Boasting a haunting drum and bass imbued arrangement, “Plus Profound” alludes to an unspecified psychosis that “tries to control you, tries to tear you down.” The dreamy, fevered pace of “Barabas” envelops and enraptures with its suspenseful crescendo and Sardonius’ hypnotic, repeated refrain of “Barabas, Barabas, Barabas.” Full of incongruous instrumentation and effects, the dissonant elements of torch song “Wardrope” eventually coalesce for an irresistibly slinky groove. The dense, guitar-driven industrial rock sound of “Sarangi” resembles Curve or Garbage at their muscular best, while the contemplative album closer “Innervoice” evokes the Cocteau Twins’ radiant, ethereal sheen.
The album’s most intriguing and gratifying track, in my opinion, is the stunning “Nr. 9,” awash in clanging, crunchy, reverb-laden guitars, which periodically segue into one of the most wondrously lush melodies you’ll ever hear. It’s a jarring juxtaposition upon initial listens, to be sure. But it’s ultimately an effectively enticing one.

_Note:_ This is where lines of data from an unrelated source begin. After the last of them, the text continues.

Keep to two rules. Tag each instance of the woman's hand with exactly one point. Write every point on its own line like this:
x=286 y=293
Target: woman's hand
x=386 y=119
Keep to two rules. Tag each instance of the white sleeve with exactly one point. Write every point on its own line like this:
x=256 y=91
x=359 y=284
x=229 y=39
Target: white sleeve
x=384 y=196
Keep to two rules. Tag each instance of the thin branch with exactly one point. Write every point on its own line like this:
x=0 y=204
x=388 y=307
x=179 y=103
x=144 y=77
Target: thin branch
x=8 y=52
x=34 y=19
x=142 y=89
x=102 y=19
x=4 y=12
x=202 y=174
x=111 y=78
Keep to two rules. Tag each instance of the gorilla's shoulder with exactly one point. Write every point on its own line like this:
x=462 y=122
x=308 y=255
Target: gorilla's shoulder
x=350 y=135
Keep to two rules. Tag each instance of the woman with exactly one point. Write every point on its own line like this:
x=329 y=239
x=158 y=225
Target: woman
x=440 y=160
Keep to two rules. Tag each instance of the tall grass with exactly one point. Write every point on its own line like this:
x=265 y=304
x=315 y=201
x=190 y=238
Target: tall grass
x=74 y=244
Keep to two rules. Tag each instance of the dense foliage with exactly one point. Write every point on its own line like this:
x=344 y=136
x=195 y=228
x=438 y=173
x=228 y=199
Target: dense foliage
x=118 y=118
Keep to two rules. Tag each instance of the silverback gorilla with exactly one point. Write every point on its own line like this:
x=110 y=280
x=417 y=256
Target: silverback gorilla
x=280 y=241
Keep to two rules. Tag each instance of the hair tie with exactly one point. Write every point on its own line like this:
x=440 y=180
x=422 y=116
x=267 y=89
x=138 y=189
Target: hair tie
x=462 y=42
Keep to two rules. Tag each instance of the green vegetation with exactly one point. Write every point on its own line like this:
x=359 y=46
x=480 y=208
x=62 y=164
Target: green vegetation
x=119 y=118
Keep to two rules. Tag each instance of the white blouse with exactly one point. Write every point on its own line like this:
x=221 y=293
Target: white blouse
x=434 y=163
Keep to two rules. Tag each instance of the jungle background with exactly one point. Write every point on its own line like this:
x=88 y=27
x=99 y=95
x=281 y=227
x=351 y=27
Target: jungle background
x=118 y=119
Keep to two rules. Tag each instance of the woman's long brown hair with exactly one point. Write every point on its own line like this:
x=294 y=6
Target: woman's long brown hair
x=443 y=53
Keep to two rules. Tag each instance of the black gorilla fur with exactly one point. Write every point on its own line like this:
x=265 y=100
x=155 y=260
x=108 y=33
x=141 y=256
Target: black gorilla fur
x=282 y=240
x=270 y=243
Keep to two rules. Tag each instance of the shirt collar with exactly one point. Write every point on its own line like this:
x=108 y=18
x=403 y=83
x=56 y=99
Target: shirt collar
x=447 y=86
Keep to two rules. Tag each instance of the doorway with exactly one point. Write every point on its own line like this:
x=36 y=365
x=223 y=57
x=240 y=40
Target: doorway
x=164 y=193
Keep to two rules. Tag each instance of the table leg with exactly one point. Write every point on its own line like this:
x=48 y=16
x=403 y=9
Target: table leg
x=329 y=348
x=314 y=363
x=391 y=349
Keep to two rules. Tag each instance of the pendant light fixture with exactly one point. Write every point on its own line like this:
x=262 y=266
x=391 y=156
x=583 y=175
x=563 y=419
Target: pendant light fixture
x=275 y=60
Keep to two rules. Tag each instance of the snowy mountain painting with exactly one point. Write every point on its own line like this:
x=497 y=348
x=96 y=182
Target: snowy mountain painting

Despite periodic adjustments to the band lineup that include a handful of different lead vocalists, Hooverphonic have quietly crafted some of the finest electro-pop of the past twenty years. An unexpected revelation when I first heard it, and a collection of songs that never strays far from my reach, A New Stereophonic Sound Spectacular remains one of my favorite albums of not only the past two decades, but of all time. If you haven’t treated your ears, your heart, your soul to this lovely album yet, you’re forgiven. As long as you do yourself the favor and give it a spin right this very moment.